2. La question de la succession

a) Le principe de la succession en général
    Que le Nouveau Testament, dans tous ses grands filons et traditions, connaisse la primauté de Pierre, cela est incontestable. La vraie difficulté surgit dès que l'on se pose la seconde question: peut-on fonder l'idée d'une succession de Pierre? La troisième question, qui lui est liée, est encore plus difficile: peut-on justifier d'une manière crédible la succession romaine de Pierre? En ce qui concerne la première question nous devons avant tout constater que, dans Nouveau Testament, il n'y a pas d'affirmation explicite de la succession de Pierre. En vérité, on ne doit pas s'en étonner dans la mesure où les Évangiles, tout comme les grandes épîtres pauliniennes, ne traitent pas du problème d'une Église post-apostolique, ce qui, du reste, doit être vu comme un signe de fidélité à la tradition de la part des Évangiles. Par ailleurs, il est possible de rencontrer indirectement ce problème dans les Évangiles, si l'on donne raison au principe méthodologique de l'histoire des formes, selon lequel n'a été reconnu comme faisant partie de la tradition que ce qui a été ressenti d'une certaine manière comme important pour le moment actuel, dans le milieu correspondant de cette tradition. Cela devrait vouloir dire, par exemple, que Jean, vers la fin du premier siècle, c'est-à-dire alors que Pierre était mort depuis longtemps, n'a aucunement considéré sa primauté comme quelque chose qui appartenait au passé mais comme quelque chose qui restait actuel pour l'Église.
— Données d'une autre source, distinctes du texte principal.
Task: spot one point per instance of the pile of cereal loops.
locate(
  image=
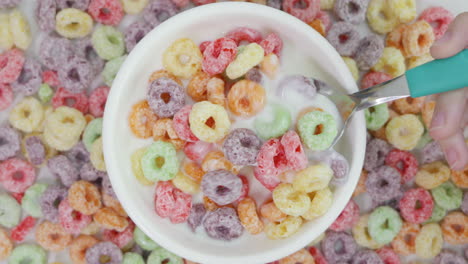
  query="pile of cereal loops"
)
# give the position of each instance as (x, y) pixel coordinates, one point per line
(419, 206)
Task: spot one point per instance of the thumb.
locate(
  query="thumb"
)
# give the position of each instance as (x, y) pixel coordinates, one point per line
(454, 40)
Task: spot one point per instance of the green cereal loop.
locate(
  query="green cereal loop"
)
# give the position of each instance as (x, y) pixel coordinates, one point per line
(45, 93)
(376, 116)
(275, 128)
(132, 258)
(111, 69)
(384, 224)
(92, 132)
(30, 201)
(170, 163)
(28, 254)
(10, 211)
(108, 42)
(160, 255)
(309, 122)
(144, 241)
(447, 196)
    Certains croient donc - peut-être avec un peu trop de fantaisie - pouvoir découvrir dans la « concurrence» entre Pierre et le « disciple que Jésus aimait », une répercussion des tensions entre la revendication romaine de la primauté et la conscience de soi du Siège d'Éphèse et de l'Église de l'Asie mineure. Ce serait de toute façon un témoignage très précoce, et de plus immanent à la Bible, du fait que l'on retenait que la ligne pétrinienne continuait à Rome. Mais nous ne devons en aucune manière nous appuyer sur des hypothèses aussi incertaines. Au contraire, l'idée fondamentale me semble juste, selon laquelle les traditions néo-testamentaires ne répondent jamais à un pur intérêt de curiosité historique mais portent en elles la dimension de l'actualité et font toujours apparaître les choses à partir de l'aspect pur et simple du passé, sans pour autant annuler l'autorité spéciale de l'origine.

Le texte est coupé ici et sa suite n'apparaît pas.